As for her unique voice, Woditsch says she used Child's warbling of the word "potatoes" to inspire her stage vocals delivery.

I was very careful at the beginning, to not come off sounding like Dan Aykroyd doing his 'Saturday Night Live' impersonation. So I started out easy. I loved the way Julia would say the word 'potatoes,' using big vowels. Before every performance, that's the word I say and think of before I go on stage."

TimeLine Theatre Company Artistic Director PJ Powers says not only did Child revolutionize the world of food and "teach many how to live life more fully with fearlessness and grace," but he says she continually reminded others about "the sacredness of the kitchen table."

TimeLine Theatre Company was founded in April 1997 with a mission to present stories inspired by history that connect with today's social and political issues.

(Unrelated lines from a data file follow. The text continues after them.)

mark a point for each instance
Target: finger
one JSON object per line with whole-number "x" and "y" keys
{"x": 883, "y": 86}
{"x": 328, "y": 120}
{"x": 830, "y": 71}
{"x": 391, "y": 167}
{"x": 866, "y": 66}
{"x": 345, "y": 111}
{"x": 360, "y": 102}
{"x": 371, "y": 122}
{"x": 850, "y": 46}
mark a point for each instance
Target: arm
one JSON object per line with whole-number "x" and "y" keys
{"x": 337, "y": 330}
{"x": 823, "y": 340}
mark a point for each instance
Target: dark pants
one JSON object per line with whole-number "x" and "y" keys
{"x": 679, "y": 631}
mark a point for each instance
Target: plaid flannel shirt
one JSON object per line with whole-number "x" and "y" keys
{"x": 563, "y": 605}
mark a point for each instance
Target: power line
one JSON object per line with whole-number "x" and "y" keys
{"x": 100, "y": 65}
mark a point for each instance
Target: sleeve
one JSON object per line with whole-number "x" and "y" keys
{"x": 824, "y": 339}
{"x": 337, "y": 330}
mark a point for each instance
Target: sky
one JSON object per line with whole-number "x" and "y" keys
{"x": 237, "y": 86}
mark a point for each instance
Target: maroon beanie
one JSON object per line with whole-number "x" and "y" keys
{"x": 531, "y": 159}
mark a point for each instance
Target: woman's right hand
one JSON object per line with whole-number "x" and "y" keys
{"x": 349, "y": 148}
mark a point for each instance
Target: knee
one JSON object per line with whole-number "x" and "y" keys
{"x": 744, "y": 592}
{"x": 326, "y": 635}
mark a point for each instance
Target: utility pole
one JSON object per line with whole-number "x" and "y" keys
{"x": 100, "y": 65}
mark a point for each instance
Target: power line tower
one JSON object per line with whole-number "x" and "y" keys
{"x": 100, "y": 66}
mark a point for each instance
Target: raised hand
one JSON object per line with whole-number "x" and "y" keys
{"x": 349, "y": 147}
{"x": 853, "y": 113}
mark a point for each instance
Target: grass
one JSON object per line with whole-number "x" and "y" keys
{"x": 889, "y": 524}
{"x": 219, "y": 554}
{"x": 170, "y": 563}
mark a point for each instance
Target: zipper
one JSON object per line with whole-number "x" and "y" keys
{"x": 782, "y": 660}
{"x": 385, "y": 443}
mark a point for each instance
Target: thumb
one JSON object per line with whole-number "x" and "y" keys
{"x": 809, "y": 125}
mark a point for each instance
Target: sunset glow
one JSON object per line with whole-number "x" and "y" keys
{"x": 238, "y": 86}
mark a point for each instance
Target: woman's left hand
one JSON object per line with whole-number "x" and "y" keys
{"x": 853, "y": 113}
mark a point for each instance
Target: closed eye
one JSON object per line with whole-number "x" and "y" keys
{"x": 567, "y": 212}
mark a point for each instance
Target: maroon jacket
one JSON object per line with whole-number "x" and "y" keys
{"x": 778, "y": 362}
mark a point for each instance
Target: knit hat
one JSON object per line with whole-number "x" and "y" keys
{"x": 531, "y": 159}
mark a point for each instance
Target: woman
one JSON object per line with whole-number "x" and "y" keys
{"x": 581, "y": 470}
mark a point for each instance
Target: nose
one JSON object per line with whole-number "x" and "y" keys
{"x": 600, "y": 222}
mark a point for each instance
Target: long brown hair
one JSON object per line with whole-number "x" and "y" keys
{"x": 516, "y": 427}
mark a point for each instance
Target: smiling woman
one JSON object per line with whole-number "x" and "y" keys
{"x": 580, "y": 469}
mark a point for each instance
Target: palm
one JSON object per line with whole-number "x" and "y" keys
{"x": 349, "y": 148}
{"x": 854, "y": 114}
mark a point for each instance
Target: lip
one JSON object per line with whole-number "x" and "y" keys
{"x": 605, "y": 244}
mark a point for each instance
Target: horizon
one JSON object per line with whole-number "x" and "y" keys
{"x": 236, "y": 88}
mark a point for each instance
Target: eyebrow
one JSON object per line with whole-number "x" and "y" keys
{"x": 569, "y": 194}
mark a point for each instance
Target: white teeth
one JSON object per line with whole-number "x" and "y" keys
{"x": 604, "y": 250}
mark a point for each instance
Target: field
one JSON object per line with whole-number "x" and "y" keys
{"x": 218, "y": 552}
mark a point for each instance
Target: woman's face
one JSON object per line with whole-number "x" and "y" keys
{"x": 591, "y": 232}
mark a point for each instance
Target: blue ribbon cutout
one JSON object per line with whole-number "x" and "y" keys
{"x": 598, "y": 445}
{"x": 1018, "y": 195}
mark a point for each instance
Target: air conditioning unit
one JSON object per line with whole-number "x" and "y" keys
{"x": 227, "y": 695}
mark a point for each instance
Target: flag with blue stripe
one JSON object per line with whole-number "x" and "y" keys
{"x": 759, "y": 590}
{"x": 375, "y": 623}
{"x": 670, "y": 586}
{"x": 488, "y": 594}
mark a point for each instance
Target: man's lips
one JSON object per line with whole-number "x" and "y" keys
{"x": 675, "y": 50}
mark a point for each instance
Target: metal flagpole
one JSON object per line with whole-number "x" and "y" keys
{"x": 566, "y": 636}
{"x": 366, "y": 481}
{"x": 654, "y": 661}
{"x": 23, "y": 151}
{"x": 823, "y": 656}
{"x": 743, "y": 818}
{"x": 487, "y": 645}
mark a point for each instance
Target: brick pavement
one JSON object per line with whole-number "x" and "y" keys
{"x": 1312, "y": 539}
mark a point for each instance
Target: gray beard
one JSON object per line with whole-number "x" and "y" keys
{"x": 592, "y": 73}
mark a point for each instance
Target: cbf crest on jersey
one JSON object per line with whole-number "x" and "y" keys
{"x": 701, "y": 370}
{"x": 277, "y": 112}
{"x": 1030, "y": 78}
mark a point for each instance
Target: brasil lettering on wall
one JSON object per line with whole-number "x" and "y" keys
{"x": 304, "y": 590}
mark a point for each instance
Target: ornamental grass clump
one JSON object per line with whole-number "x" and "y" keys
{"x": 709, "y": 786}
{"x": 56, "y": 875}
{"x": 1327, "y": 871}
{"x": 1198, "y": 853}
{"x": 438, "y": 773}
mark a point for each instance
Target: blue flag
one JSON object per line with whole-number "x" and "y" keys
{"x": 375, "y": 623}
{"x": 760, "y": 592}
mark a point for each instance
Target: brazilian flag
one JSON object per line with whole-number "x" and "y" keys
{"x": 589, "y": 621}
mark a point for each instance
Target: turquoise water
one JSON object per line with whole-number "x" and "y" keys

"We applaud Brian Loevner and Aurélia F. Cohen in creating the Chicago Commercial Collective and their collaboration with TimeLine to make this return of 'To Master the Art' possible," says Lou Raizin, president of Broadway In Chicago.

Chicago Commercial Collective is a commercial theatre company focused on producing Chicago theatre of quality and commercial appeal so support Chicago's vital non-profit theatre scene.